Zhejiang Provincial Laboratory of Life Sciences and Biomedicine, Key Laboratory of Structural Biology of Zhejiang Province, School of Life Sciences, Westlake University, 18 Shilongshan Road, Hangzhou 310024, Zhejiang Province, China.
Institute of Basic Medical Sciences, Westlake Institute for Advanced Study, Hangzhou 310024, Zhejiang Province, China.
J Am Soc Mass Spectrom. 2020 Nov 4;31(11):2296-2304. doi: 10.1021/jasms.0c00254. Epub 2020 Oct 26.
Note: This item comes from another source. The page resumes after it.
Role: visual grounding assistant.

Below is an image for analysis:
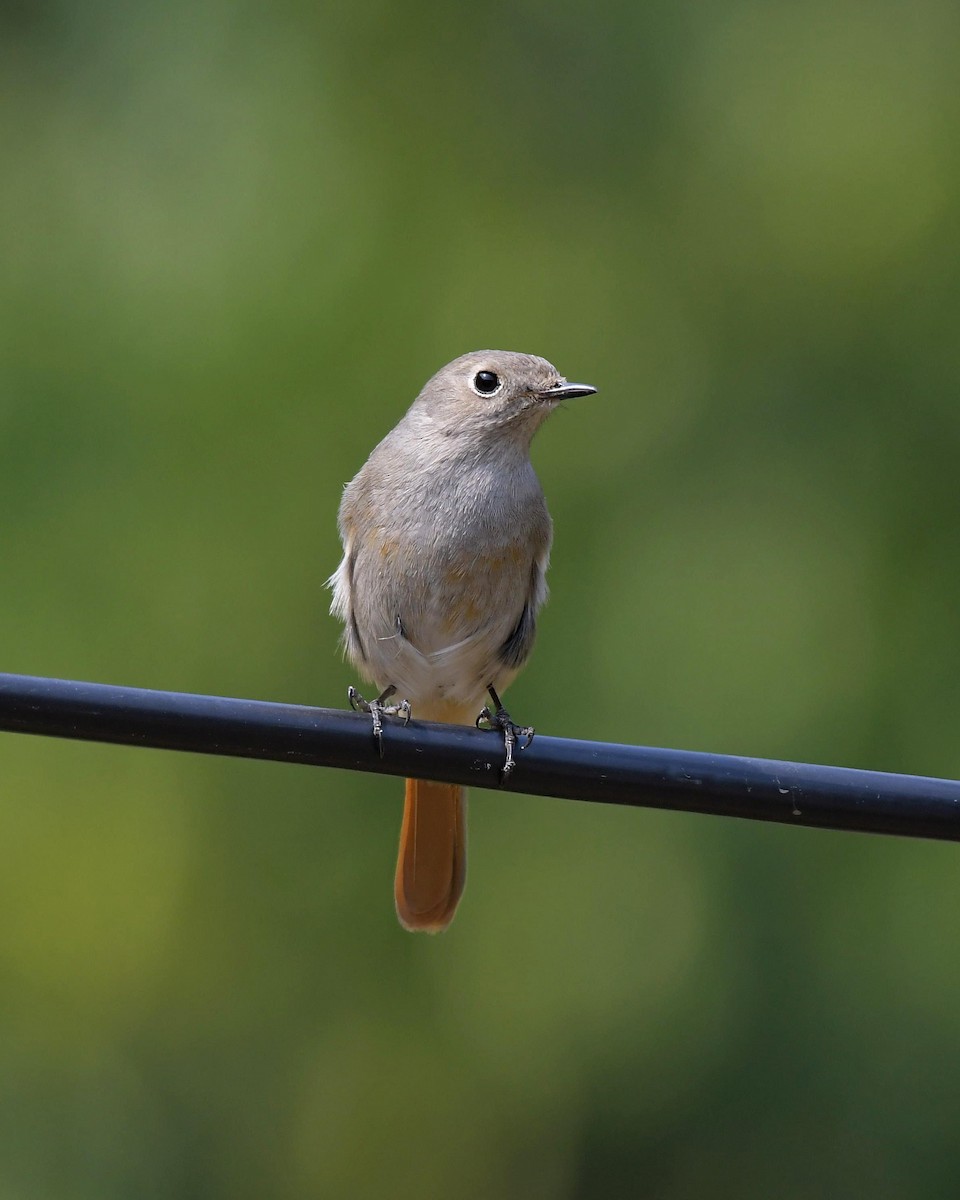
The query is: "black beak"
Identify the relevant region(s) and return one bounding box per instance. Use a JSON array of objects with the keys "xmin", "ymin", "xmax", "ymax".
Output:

A novel approach for phenotype prediction is developed for data-independent acquisition (DIA) mass spectrometric (MS) data without the need for peptide precursor identification using existing DIA software tools. The first step converts the DIA-MS data file into a new file format called DIA tensor (DIAT), which can be used for the convenient visualization of all the ions from peptide precursors and fragments. DIAT files can be fed directly into a deep neural network to predict phenotypes such as appearances of cats, dogs, and microscopic images. As a proof of principle, we applied this approach to 102 hepatocellular carcinoma samples and achieved an accuracy of 96.8% in distinguishing malignant from benign samples. We further applied a refined model to classify thyroid nodules. Deep learning based on 492 training samples achieved an accuracy of 91.7% in an independent cohort of 216 test samples. This approach surpassed the deep-learning model based on peptide and protein matrices generated by OpenSWATH. In summary, we present a new strategy for DIA data analysis based on a novel data format called DIAT, which enables facile two-dimensional visualization of DIA proteomics data. DIAT files can be directly used for deep learning for biological and clinical phenotype classification. Future research will interpret the deep-learning models emerged from DIAT analysis.
开发了一种新的方法,用于在无需使用现有 DIA 软件工具识别肽前体的情况下,对数据独立采集 (DIA) 质谱 (MS) 数据进行表型预测。该方法的第一步是将 DIA-MS 数据文件转换为一种新的文件格式,称为 DIA 张量 (DIAT),可用于方便地可视化肽前体和片段的所有离子。可以将 DIAT 文件直接输入到深度神经网络中,以预测表型,如猫、狗的外观和微观图像。作为原理验证,我们将该方法应用于 102 个肝细胞癌样本,在区分良恶性样本方面的准确率达到 96.8%。我们进一步应用了一个改进的模型来对甲状腺结节进行分类。基于 492 个训练样本的深度学习在一个独立的 216 个测试样本队列中达到了 91.7%的准确率。该方法优于基于 OpenSWATH 生成的肽和蛋白质矩阵的深度学习模型。总之,我们提出了一种新的基于 DIAT 的 DIA 数据分析策略,该策略能够方便地对 DIA 蛋白质组学数据进行二维可视化。可以直接使用 DIAT 文件进行生物和临床表型分类的深度学习。未来的研究将解释 DIAT 分析中出现的深度学习模型。